Sometimes it’s hard to find words for things that are hard to talk about. To be brave enough to say that you’ve gone through something that shakes your world so hard, you don’t even know how to stand back up. To keep fighting through each day, even when your heart doesn’t even feel like it has the energy to keep beating.
The aftermath of the illness knocks the breath right out of you. To a pre-teen, the words “brain tumor” seem so insignificant at first. But soon after I heard those two life-changing words, I learned how much power a brain tumor holds over the person you love. How it changes a person. How it steals your independence. How the hospital becomes your second home. Every part of your life is shaped by this brain tumor. And life is not the pretty picture you painted for yourself as a child. And friends, coming to terms with that is HARD.
But I am not the same person because of it.

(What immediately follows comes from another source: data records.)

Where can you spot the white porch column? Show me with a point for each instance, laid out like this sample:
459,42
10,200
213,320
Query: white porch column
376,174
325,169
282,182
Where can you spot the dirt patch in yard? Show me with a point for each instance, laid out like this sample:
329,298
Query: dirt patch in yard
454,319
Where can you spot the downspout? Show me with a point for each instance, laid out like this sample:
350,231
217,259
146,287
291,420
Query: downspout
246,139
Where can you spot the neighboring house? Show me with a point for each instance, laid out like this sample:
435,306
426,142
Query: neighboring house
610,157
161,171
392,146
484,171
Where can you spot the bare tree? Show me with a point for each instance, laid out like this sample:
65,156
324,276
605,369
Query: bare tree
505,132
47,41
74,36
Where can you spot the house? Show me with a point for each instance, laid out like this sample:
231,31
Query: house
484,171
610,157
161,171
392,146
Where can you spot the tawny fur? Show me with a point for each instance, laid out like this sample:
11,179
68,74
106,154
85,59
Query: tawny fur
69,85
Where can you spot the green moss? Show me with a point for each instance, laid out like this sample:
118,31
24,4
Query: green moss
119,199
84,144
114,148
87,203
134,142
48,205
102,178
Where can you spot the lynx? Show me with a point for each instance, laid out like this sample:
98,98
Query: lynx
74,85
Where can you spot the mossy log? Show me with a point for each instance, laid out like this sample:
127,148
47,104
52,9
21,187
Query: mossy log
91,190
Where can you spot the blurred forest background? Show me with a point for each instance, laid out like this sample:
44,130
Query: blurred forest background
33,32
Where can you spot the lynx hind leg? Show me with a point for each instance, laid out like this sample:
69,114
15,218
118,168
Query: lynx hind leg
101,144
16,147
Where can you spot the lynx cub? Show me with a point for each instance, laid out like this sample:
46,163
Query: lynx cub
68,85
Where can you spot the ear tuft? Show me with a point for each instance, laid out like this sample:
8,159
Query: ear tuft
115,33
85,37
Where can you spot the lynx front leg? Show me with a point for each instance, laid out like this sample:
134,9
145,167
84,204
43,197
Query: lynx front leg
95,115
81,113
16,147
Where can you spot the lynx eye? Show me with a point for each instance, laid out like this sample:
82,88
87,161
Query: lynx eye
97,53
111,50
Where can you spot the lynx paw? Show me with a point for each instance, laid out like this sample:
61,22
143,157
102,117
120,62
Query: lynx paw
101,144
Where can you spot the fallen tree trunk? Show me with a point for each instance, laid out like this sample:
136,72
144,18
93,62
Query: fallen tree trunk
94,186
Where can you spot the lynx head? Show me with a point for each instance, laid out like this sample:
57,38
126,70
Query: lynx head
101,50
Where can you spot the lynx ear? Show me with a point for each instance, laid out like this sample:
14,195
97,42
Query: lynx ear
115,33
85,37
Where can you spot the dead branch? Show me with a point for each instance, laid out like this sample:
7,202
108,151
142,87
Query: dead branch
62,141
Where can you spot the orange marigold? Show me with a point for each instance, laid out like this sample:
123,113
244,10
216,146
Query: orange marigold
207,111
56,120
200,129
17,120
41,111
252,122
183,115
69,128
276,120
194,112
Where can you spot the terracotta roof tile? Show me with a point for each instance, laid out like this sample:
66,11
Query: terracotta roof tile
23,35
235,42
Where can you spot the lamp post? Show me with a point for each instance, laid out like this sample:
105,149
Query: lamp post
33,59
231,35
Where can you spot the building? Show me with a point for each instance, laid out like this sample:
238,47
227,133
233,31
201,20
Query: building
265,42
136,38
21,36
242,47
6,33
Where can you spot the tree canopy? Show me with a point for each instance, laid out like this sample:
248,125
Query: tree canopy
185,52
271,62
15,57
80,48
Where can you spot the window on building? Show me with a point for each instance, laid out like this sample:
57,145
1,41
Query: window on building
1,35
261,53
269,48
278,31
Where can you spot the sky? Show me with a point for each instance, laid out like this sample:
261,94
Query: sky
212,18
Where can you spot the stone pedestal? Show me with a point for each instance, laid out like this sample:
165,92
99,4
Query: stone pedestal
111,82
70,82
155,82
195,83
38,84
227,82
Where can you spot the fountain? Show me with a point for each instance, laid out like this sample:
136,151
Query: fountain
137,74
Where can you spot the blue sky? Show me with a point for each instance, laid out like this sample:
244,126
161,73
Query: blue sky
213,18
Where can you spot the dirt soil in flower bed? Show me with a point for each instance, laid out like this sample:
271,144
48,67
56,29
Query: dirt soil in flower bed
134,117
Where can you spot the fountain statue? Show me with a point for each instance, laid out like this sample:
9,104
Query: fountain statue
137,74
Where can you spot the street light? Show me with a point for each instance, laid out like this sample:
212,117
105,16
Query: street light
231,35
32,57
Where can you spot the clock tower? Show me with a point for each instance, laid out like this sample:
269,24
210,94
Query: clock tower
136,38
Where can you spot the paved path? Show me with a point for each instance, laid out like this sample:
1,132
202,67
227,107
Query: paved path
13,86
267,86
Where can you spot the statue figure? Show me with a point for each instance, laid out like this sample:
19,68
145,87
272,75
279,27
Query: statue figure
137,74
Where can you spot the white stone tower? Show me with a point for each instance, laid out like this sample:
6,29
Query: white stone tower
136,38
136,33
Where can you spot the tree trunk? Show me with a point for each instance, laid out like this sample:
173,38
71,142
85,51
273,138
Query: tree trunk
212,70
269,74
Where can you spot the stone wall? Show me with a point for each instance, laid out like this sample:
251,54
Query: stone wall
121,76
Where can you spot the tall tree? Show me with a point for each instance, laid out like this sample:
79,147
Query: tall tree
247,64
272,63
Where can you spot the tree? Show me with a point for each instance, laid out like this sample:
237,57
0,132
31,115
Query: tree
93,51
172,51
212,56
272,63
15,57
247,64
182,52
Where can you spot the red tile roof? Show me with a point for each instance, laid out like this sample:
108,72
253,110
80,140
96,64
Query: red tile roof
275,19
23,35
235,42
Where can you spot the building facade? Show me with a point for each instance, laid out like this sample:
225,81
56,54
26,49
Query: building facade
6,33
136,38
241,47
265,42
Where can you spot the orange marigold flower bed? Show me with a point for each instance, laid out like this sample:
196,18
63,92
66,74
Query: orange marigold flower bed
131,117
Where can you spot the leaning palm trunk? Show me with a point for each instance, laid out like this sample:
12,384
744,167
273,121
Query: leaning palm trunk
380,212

My mom was diagnosed with a Low-Grade Glioma Astrocytoma in the hypothalamus at the age of 34. She was only given 6 months-1 year to live, but she fought for over 3 ½ years after her diagnosis. To this day, I still don’t understand how she endured the struggle for so long. Her grace through suffering was a constant reminder of Christ’s love for us, and I really think that is the only thing that got our family through. Romans 8:26-28 says, “Likewise the Spirit helps us in our weakness. For we do not know what to pray for as we ought, but the Spirit himself intercedes for us with groanings too deep for words. And he who searches hearts knows what is the mind of the Spirit, because the Spirit intercedes for the saints according to the will of God. And we know that for those who love God all things work together for good, for those who are called according to his purpose.”
Now, 14 years later, we were contacted by the American Brain Tumor Association, asking if we would photograph the teams for the Breakthrough for Brain Tumors 5k here in Columbus. It was so heart-touching to be apart of this event and I am so grateful that this organization is working toward “providing and pursuing answers”.
For anyone who feels lost or overcome with darkness and pain, keep searching for the light. And when you find it, hold onto it with all your might. When I find a fiery red piece of hair on my head, I think of my mom, and it reminds me to keep fighting to find the light in every struggle. To find joy, even when things are not how I pictured them to be.